In the two previous pharmacokinetic studies comparing the pharmacokinetics of vaginal and oral administration of misoprostol (Zieman et al., 1997; Gemzell Danielsson et al., 1999
), the peak plasma concentration of MPA was higher and achieved earlier after oral administration, but the detectable plasma concentrations lasted longer after vaginal administration. This study has shown similar results. The peak plasma concentrations and the time to reach maximum concentrations in our study were also comparable with those of the two previous studies. In one of the previous studies (Zieman et al., 1997
), the systemic bioavailability of vaginally administered misoprostol (AUC360) was three times higher than that of orally administered misoprostol. In this case, our results are different. The AUC360 after oral and vaginal administratio n were similar and they were only 54 and 58% of that after sublingual administration. The AUC360 in the vaginal-with-water group was higher than that of the vaginal group, but the difference was not statistically significant. It should be noted that there was a wide individual variability in the absorption of vaginal misoprostol with the addition of water. The coefficients of variation of AUC360 for sublingual, oral, vaginal and vaginal-with-water groups were 39.2, 37.6, 42 and 51.4% respectively. The wide variation in absorption of vaginal misoprostol may explain the difference between this and a previous similar study (Zieman et al., 1997
).
Many clinical studies showed that vaginal misoprostol performed better than similar doses of oral misoprostol in both first and second trimesters. This is true for a single dose as well as multiple doses of administration (El-Refaey et al., 1995; Ho et al., 1997
). Similar doses of vaginal misoprostol also gave long-lasting and continuously increasing uterine contractility when compared with oral administration (Gemzell-Danielsson et al., 1999
). The present study only measured the serum level of MPA up to 6 h. At the end of 6 h, the serum levels of MPA in both of the vaginal groups were higher than those of the sublingual and oral routes. Therefore, the effect of misoprostol may linger on for >6 h after a single dose. Although the clinical effect of the low serum level is difficult to ascertain, the serum level can accumulate if vaginal misoprostol is repeated at an interval shorter than 6 h. Recently, a direct vagina-to-uterus transport was described for progesterone absorption (Cicinelli et al., 2000a
,b
). A similar mechanism may exist for misoprostol absorption and can explain the more favourable clinical effects with vaginal administration when compared with oral administration, despite similar bioavailability.

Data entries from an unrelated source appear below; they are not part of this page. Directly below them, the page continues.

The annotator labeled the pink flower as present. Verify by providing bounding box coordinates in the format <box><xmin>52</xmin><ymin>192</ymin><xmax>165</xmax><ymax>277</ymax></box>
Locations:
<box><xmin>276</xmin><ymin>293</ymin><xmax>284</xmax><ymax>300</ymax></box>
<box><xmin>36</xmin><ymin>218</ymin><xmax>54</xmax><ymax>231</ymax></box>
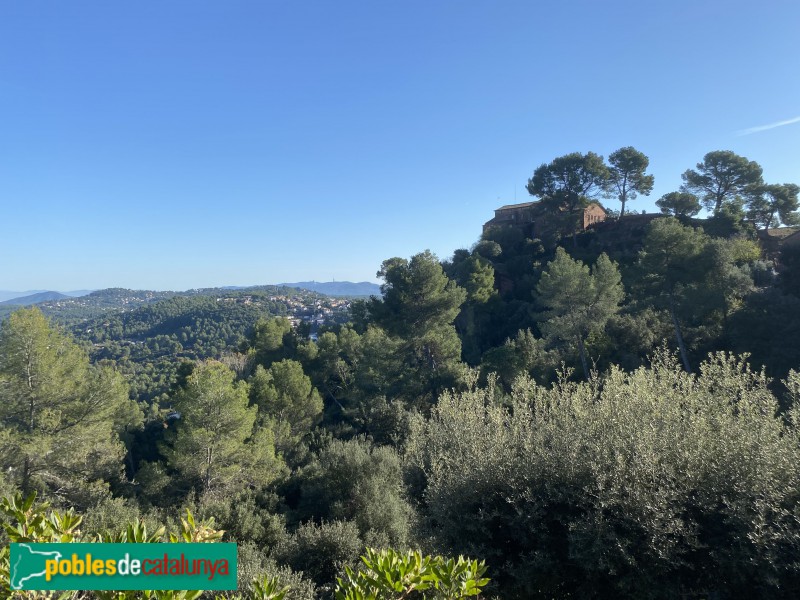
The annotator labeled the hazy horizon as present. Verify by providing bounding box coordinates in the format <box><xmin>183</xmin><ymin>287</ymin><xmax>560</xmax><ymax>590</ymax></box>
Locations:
<box><xmin>0</xmin><ymin>0</ymin><xmax>800</xmax><ymax>290</ymax></box>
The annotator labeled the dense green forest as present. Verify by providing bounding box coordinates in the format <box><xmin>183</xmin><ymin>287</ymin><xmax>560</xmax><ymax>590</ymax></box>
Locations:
<box><xmin>0</xmin><ymin>148</ymin><xmax>800</xmax><ymax>599</ymax></box>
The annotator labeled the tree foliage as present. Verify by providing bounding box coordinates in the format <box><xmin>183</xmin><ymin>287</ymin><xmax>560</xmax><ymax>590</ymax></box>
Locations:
<box><xmin>410</xmin><ymin>352</ymin><xmax>800</xmax><ymax>599</ymax></box>
<box><xmin>681</xmin><ymin>150</ymin><xmax>762</xmax><ymax>213</ymax></box>
<box><xmin>164</xmin><ymin>361</ymin><xmax>280</xmax><ymax>496</ymax></box>
<box><xmin>656</xmin><ymin>192</ymin><xmax>701</xmax><ymax>217</ymax></box>
<box><xmin>0</xmin><ymin>308</ymin><xmax>141</xmax><ymax>506</ymax></box>
<box><xmin>605</xmin><ymin>146</ymin><xmax>654</xmax><ymax>217</ymax></box>
<box><xmin>536</xmin><ymin>248</ymin><xmax>625</xmax><ymax>378</ymax></box>
<box><xmin>747</xmin><ymin>183</ymin><xmax>800</xmax><ymax>231</ymax></box>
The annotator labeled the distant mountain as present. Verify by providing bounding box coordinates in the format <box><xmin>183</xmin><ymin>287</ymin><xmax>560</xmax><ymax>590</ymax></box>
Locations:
<box><xmin>280</xmin><ymin>281</ymin><xmax>381</xmax><ymax>296</ymax></box>
<box><xmin>0</xmin><ymin>292</ymin><xmax>70</xmax><ymax>306</ymax></box>
<box><xmin>0</xmin><ymin>290</ymin><xmax>47</xmax><ymax>302</ymax></box>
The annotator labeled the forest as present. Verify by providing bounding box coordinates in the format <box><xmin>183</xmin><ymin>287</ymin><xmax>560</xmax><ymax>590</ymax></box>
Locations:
<box><xmin>0</xmin><ymin>147</ymin><xmax>800</xmax><ymax>600</ymax></box>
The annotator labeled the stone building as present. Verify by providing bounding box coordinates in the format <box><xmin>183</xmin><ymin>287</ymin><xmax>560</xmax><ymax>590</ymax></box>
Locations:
<box><xmin>483</xmin><ymin>202</ymin><xmax>606</xmax><ymax>238</ymax></box>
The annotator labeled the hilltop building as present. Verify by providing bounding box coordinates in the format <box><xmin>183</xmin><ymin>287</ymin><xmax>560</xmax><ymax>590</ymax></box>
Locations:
<box><xmin>483</xmin><ymin>202</ymin><xmax>607</xmax><ymax>238</ymax></box>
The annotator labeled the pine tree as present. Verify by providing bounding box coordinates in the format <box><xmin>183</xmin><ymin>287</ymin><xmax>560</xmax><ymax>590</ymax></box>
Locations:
<box><xmin>536</xmin><ymin>248</ymin><xmax>625</xmax><ymax>378</ymax></box>
<box><xmin>0</xmin><ymin>308</ymin><xmax>142</xmax><ymax>506</ymax></box>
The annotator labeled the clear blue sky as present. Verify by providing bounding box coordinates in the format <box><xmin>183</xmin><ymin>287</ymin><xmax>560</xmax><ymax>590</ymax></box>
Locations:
<box><xmin>0</xmin><ymin>0</ymin><xmax>800</xmax><ymax>290</ymax></box>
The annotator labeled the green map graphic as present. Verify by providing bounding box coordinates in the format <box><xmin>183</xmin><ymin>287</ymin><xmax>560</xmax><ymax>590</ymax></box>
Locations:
<box><xmin>9</xmin><ymin>544</ymin><xmax>61</xmax><ymax>590</ymax></box>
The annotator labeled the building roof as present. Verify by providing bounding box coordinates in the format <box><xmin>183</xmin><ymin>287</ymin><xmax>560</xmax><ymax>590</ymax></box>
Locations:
<box><xmin>495</xmin><ymin>200</ymin><xmax>605</xmax><ymax>211</ymax></box>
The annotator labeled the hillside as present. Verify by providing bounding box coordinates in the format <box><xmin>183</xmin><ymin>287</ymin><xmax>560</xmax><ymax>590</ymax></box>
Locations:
<box><xmin>281</xmin><ymin>281</ymin><xmax>381</xmax><ymax>297</ymax></box>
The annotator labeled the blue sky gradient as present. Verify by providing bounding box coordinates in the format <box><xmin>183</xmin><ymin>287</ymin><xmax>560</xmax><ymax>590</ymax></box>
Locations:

The misoprostol tablet was not manufactured and developed for use by routes other than oral administration. It is not uncommon to identify remnants of the tablets hours after vaginal administration, indicating that absorption is variable and incomplete. However, it is cheap and stable at room temperature and has been shown to be effective by vaginal route. Therefore, it is widely used off-label by vaginal administration. The potential of developing another misoprostol preparation that can give a more consistent pharmacokinetic profile with such a cheap price is low. Numerous attempts were made to improve the absorption of vaginal misoprostol. Acetic acid was used to dissolve the tablets but did not improve the clinical outcome (Singh et al., 1999). The addition of water to the misoprostol tablet was a common practice. It has been shown to give a complete abortion rate in 90% of the women requesting medical abortion at <9 weeks gestation by repeated doses of misoprostol (Carbonell et al., 1999
). However, this finding could not be repeated by a randomized trial (Ngai et al., 2000
). In the present study, the bioavailability of vaginal misoprostol as shown by the AUC360 was not improved by adding water into the tablets. The water-added group also showed the greatest individual variation in the AUC. This may explain the inconsistent clinical effects of adding water to the tablet.
The new sublingual route of administration of misoprostol demonstrated a great potential to be developed into a method of medical abortion and cervical priming. The Tmax of sublingual misoprostol was similar to that of oral administration. Oral misoprostol has been shown in a recent randomized trial to be an effective cervical priming agent when given 3 h prior to vacuum aspiration in the first trimester (Ngai et al., 1999). This was in contrast with the previous belief that oral misoprostol needed to be given the night before the operation because it is less effective than vaginal misoprostol (Ngai et al., 1995a
; Lawrie et al., 1996
). Sublingual misoprostol, having a similar Tmax and a higher Cmax when compared with oral misoprostol, may have a better cervical priming effect. It also has the advantage of avoiding fluid intake before the operation and this is especially important if the vacuum aspiration is done under general anaesthesia. The highest bioavailability of sublingual misoprostol, as shown by the AUC360, indicates that it is probably the most potent route of administration of misoprostol if its effect on the uterus is proportional to its serum level. Randomized clinical trials are required to compare its efficacy and side effects profile with vaginal administration.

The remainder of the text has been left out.